Essas declarações ocorreram após a Comissão Federal de Comunicações (FCC) dos EUA adotar na quinta-feira medidas que desqualificariam os órgãos de teste e certificação dos países sem acordos de reconhecimento mútuo com os Estados Unidos e proibiriam as entidades da chamada "lista coberta" de fornecer serviços de telecomunicações nos Estados Unidos.
"A FCC abandonou o princípio da neutralidade tecnológica, estendeu demais o conceito de segurança nacional e impôs repetidamente medidas restritivas sem base factual, discriminando empresas e produtos da China e de outros países", disse um porta-voz do ministério.
A medida prejudicou seriamente os interesses da China e de outros parceiros comerciais relevantes, observou o porta-voz, acrescentando que tais medidas minam a estabilidade arduamente conquistada nas relações econômicas e comerciais China e EUA e contrariam o consenso alcançado pelos dois chefes de Estado.
"Se implementadas, essas medidas irão perturbar severamente a ordem econômica e comercial internacional, desestabilizar as cadeias industriais e de suprimentos globais em telecomunicações, eletrônicos e áreas relacionadas, impactar a cooperação industrial e a inovação tecnológica global, além de prejudicar os interesses das indústrias e consumidores dos EUA, afetando a própria segurança da cadeia de suprimentos dos EUA", disse o porta-voz.

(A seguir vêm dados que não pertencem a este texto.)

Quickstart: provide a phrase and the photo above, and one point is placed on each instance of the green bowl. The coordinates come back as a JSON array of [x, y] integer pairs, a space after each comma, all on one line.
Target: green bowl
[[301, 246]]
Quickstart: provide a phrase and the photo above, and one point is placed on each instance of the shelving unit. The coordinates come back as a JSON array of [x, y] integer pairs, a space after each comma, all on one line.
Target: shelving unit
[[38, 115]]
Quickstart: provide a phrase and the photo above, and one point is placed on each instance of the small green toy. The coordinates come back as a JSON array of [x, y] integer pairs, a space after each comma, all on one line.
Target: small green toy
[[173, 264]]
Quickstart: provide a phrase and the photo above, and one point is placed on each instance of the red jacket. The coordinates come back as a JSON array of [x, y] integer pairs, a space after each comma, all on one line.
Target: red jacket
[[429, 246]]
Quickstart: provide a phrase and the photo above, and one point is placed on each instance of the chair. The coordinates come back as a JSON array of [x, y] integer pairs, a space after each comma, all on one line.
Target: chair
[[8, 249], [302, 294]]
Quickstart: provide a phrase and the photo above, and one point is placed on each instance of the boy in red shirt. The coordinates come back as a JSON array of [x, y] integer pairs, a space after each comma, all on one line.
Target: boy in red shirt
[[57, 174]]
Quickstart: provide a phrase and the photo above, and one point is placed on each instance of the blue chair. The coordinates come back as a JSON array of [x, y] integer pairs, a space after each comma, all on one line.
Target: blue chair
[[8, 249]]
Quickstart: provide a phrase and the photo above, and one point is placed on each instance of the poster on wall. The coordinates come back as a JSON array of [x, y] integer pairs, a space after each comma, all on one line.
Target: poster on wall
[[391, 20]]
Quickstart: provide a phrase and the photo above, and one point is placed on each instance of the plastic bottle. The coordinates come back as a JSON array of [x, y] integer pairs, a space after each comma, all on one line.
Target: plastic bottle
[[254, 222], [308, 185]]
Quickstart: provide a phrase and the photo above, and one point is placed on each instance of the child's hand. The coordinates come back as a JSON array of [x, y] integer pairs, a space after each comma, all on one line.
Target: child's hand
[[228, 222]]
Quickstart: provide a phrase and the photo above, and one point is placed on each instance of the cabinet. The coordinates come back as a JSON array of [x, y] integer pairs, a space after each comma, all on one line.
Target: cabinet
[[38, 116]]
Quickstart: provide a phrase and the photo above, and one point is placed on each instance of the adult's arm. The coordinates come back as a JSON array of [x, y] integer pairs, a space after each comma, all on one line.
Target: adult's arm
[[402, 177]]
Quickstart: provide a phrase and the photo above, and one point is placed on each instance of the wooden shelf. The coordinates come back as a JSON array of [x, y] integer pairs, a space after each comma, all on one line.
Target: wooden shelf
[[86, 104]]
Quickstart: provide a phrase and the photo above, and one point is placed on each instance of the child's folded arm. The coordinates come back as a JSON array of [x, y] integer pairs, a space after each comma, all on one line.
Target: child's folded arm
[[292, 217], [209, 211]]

A China insta a parte dos EUA a atender às preocupações da indústria, respeitar as regras do mercado, parar com suas práticas erradas e revogar as medidas relevantes, afirmou o porta-voz.
"Se o lado dos EUA insistir em seguir seu próprio caminho, a China tomará as medidas necessárias para salvaguardar firmemente os direitos e interesses legítimos das empresas chinesas", acrescentou o porta-voz.